【新】今必要なのは、「強いリーダー」ではない

2019/12/3
今こそ、カリスマ性や権威には頼らないリーダーが必要だ。
時代によって求められるリーダー像というのは移り変わる。その最新状況を、心理学から読み解いているのがスタンフォード大学のスティーヴン・マーフィ重松氏だ。
スタンフォードで教鞭を執って17年、マーフィ重松教授が医学部で教える授業のエッセンスとこれまでの研究をまとめた「スタンフォード式 最高のリーダーシップ」が今年日本でも出版され、中国、台湾、韓国でも発売される予定だ。
今、この時代だからこそ、求められるリーダーとは一体どんな人物なのか。NewsPicks編集部が、マーフィ重松氏に詳しく聞いた。
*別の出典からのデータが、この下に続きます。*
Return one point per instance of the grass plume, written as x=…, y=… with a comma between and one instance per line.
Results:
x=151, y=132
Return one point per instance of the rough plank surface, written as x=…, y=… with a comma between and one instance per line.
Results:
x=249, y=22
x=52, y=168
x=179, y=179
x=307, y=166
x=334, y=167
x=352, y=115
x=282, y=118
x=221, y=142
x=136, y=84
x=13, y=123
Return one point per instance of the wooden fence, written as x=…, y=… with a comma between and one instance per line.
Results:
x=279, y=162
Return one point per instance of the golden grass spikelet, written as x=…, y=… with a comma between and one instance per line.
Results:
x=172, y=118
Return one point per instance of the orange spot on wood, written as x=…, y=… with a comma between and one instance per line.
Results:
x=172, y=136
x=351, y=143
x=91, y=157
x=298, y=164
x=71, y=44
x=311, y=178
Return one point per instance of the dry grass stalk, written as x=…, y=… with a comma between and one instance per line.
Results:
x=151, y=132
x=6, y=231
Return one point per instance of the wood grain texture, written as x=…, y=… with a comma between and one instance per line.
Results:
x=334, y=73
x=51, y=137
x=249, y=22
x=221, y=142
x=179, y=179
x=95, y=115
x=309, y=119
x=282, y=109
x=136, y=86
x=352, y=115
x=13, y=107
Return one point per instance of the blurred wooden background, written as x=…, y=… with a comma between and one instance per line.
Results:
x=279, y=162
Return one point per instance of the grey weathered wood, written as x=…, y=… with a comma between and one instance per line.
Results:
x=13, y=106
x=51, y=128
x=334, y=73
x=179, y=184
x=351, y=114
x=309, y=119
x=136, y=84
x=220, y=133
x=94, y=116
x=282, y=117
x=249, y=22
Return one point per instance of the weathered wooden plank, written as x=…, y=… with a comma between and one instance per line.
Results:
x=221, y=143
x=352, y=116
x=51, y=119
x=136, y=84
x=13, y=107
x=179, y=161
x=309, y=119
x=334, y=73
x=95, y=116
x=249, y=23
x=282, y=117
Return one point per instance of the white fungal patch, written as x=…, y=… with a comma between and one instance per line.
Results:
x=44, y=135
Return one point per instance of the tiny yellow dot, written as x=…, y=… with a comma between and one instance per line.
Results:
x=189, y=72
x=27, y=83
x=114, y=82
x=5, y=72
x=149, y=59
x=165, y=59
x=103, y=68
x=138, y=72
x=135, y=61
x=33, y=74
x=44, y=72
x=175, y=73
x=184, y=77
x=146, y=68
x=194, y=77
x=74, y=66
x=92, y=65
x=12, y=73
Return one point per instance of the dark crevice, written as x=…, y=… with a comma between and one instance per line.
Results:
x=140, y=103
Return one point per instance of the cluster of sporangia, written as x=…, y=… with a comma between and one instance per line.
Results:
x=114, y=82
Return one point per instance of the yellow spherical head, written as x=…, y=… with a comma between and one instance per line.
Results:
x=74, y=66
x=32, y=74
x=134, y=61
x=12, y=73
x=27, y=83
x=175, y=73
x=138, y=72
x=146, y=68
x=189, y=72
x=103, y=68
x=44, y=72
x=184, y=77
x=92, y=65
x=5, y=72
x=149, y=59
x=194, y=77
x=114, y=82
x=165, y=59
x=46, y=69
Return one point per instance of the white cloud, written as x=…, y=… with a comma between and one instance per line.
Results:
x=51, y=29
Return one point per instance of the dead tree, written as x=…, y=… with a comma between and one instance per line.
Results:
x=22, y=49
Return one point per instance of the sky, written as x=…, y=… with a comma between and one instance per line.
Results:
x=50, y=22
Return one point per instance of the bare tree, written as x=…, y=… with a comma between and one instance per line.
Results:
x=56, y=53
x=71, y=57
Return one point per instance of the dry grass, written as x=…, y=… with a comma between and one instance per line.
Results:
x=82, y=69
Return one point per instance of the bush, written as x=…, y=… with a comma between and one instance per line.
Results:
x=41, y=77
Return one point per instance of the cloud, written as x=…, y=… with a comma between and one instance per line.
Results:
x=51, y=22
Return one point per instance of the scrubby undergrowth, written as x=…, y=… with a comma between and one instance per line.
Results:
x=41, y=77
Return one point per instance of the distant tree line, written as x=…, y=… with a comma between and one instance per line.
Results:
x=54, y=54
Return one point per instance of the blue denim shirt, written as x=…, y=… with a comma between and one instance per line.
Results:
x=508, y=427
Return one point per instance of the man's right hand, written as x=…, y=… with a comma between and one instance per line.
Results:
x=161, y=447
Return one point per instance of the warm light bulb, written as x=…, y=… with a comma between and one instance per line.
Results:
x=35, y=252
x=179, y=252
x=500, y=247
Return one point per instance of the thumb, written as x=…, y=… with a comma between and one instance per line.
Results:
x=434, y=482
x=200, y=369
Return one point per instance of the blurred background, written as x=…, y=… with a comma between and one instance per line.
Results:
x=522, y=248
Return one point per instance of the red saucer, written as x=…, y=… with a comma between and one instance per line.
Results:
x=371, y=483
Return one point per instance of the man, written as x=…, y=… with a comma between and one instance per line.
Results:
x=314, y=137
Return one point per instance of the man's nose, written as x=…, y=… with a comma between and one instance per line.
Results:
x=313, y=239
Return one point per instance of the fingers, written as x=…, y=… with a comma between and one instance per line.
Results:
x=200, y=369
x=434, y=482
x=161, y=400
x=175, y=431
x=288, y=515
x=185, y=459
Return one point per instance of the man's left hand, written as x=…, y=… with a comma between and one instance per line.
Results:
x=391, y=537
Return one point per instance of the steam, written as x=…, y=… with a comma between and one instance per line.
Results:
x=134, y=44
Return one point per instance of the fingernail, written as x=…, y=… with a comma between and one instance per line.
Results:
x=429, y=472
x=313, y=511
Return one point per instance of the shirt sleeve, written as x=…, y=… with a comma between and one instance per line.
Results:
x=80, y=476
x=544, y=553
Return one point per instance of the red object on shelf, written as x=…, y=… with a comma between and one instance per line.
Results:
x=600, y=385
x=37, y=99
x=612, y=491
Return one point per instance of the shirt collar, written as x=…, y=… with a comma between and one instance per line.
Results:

スティーヴン・マーフィ重松 / スタンフォード大学の心理学者
ハーバード大学大学院で臨床心理学博士号を取得。1994年から12年間、東京大学大学院で助教授として教鞭を執る。その後、スタンフォード大学の「ハートフルネス・ラボ」を創設、マインドフルネスやEQ理論を通じてリーダーシップを磨く方法を学生に伝えている
カリスマ性だけではダメ
──新しいリーダーシップが必要だというところから本が始まります。この本を書いた理由はどこにあるのでしょう。
マーフィ重松 シリコンバレーには若いリーダーがたくさんいます。彼らは20代で、すでに影響力を持って社会で活動しています。
しかし、一般的に社会でいうお金や名声という成功を収めている一方で、彼らが「生きる目的」を持つことに苦労している現状も見てきました。